Since starting my apprenticeship back in July, I have learned that there are many facets to electrical work that I had never previously thought about, or if I did, never associated with electrical work. Since October, I have been on a project doing “control work”. When I was first sent to my current site, I had no idea what control work entailed. What I have discovered is a fascinating and unexpected corner of the trade that, quite frankly, I had never known to exist.
Before entering the trade, I was familiar with the panels in the utility rooms marked “Siemens”. I had noticed them….but never really given a great deal of thought as to what they did and what purpose they served. Now I understand that these simple looking panel enclosures house the brains of many complex functions. They can control everything from water flow to air pressure to ambient temperature in a space. Without these nerve centers, the apparently seamless operation of many commercial spaces would not be possible. The devices that regulate these operations would be useless without a control module or a Siemens module to tell them what to do.
We started by pulling our control wire. Seemed simple enough. Next, we learned to terminate the devices. Learning the different devices and their function was interesting, but nothing earth-shattering. Then I was given the opportunity to begin learning about panel termination. WHOAH!
This is where it all came together. First, we had to build the panel with the appropriate modules required by the panel schedule. Now things started getting deep. Learning how the modules take the information and interact with each other to send out commands, take status reports, change variables, and make everything flow together was the “light bulb” moment. Now we could begin actual termination. That’s when things really got wild. The different cables carried different types of signals. So now, you had to be sure that the cable carrying the status to from the valve or thermostat or damper to the module was correct and different from the wire that would be carrying the command from the module to the device. The complexity of the systems cannot be understated (or necessarily adequately described in a simple blog).
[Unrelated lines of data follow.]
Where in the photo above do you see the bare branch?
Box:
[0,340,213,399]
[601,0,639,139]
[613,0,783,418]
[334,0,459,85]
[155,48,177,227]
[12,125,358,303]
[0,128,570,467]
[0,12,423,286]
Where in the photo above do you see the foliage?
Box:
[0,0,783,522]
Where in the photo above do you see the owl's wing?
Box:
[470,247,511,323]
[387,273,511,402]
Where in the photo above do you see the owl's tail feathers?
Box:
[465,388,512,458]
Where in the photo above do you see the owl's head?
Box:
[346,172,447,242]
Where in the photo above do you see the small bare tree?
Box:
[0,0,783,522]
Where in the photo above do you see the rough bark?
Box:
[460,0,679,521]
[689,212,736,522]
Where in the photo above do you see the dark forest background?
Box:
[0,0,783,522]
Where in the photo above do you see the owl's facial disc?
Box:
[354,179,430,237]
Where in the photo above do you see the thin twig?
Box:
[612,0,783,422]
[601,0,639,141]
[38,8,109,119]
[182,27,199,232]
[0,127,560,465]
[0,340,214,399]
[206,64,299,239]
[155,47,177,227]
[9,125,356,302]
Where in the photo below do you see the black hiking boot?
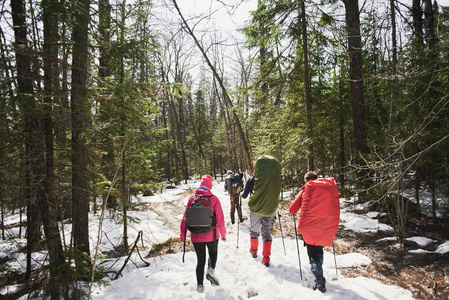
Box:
[313,283,326,293]
[206,267,220,286]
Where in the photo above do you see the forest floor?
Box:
[150,197,449,299]
[274,205,449,299]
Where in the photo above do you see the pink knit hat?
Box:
[200,175,212,190]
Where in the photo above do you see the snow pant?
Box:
[231,194,243,224]
[249,212,272,263]
[306,244,326,284]
[193,240,218,285]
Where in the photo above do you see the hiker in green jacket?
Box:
[239,155,281,267]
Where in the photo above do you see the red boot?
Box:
[250,238,259,258]
[262,241,271,267]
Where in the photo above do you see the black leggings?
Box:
[193,240,218,285]
[306,244,323,262]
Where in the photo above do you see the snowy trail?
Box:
[92,181,413,300]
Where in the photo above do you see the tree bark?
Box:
[342,0,369,164]
[412,0,424,45]
[71,0,90,256]
[41,0,63,299]
[301,1,315,171]
[172,0,253,172]
[11,0,43,279]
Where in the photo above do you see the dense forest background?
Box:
[0,0,449,299]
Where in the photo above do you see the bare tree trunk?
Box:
[42,0,63,299]
[412,0,424,45]
[71,0,90,258]
[172,0,253,171]
[11,0,42,279]
[342,0,369,176]
[301,1,315,171]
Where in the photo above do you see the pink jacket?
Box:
[180,186,226,243]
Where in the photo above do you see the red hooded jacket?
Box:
[289,178,340,246]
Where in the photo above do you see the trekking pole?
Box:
[278,211,287,255]
[237,194,241,249]
[292,215,302,281]
[332,241,338,277]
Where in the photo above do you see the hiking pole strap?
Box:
[332,241,338,276]
[182,225,187,262]
[278,210,287,255]
[292,215,302,281]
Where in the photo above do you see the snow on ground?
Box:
[92,181,412,300]
[0,177,449,300]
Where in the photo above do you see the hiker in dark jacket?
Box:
[238,155,281,267]
[225,171,243,224]
[180,175,226,293]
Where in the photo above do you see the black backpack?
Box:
[186,195,215,234]
[182,195,217,262]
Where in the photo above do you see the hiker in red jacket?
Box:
[180,175,226,293]
[289,171,340,293]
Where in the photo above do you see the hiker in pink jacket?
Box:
[180,175,226,293]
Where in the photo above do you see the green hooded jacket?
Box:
[248,155,281,217]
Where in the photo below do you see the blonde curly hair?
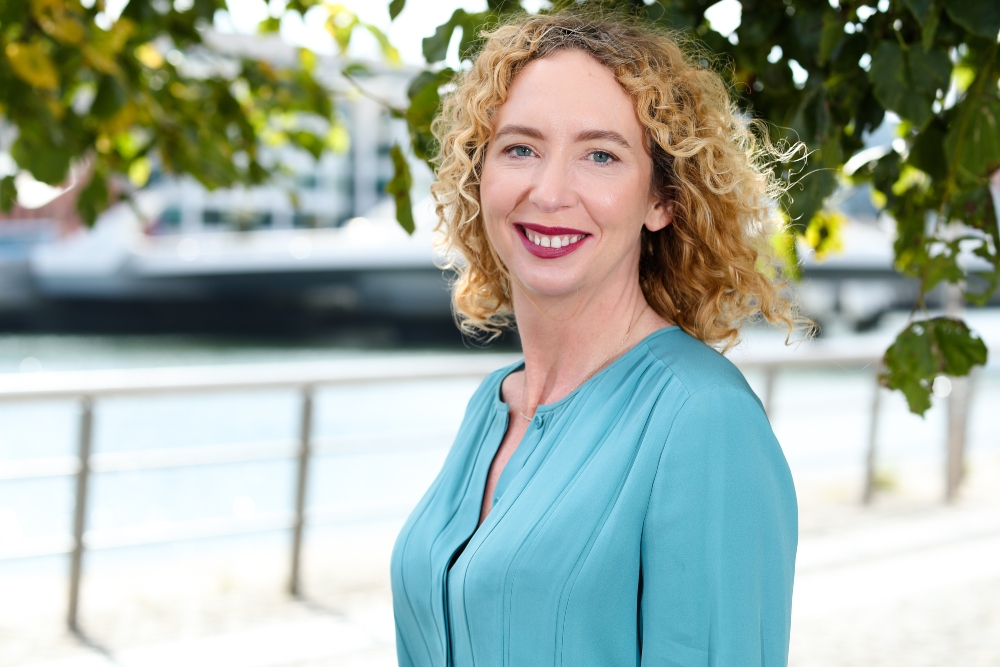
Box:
[431,13,804,349]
The control systems remind me of the nervous system in the human body. The movement of impulses through the cables to and from the panel made me think of nerve impulses to and from the brain. The devices that receive the commands and, in turn, send statuses, are like arms and legs that move to a command or send “feeling” back to the brain. So, for example, if the Siemens panel module reads or “feels” from a device that the air pressure is too high or too low, it will send a command to the corresponding damper to open or close as needed to correct the problem. It’s kind of like a hand getting too hot and the brain telling it to pull away before it gets burned!
I feel truly fortunate that the journeymen and foreman that I work with have so much experience in this specialty and are so generously willing to take the time to explain the operations of the different devices and modules to me and the other apprentices on our site. I am grateful to be able to benefit from their experience and patience and look forward to learning more about this exciting part of our trade!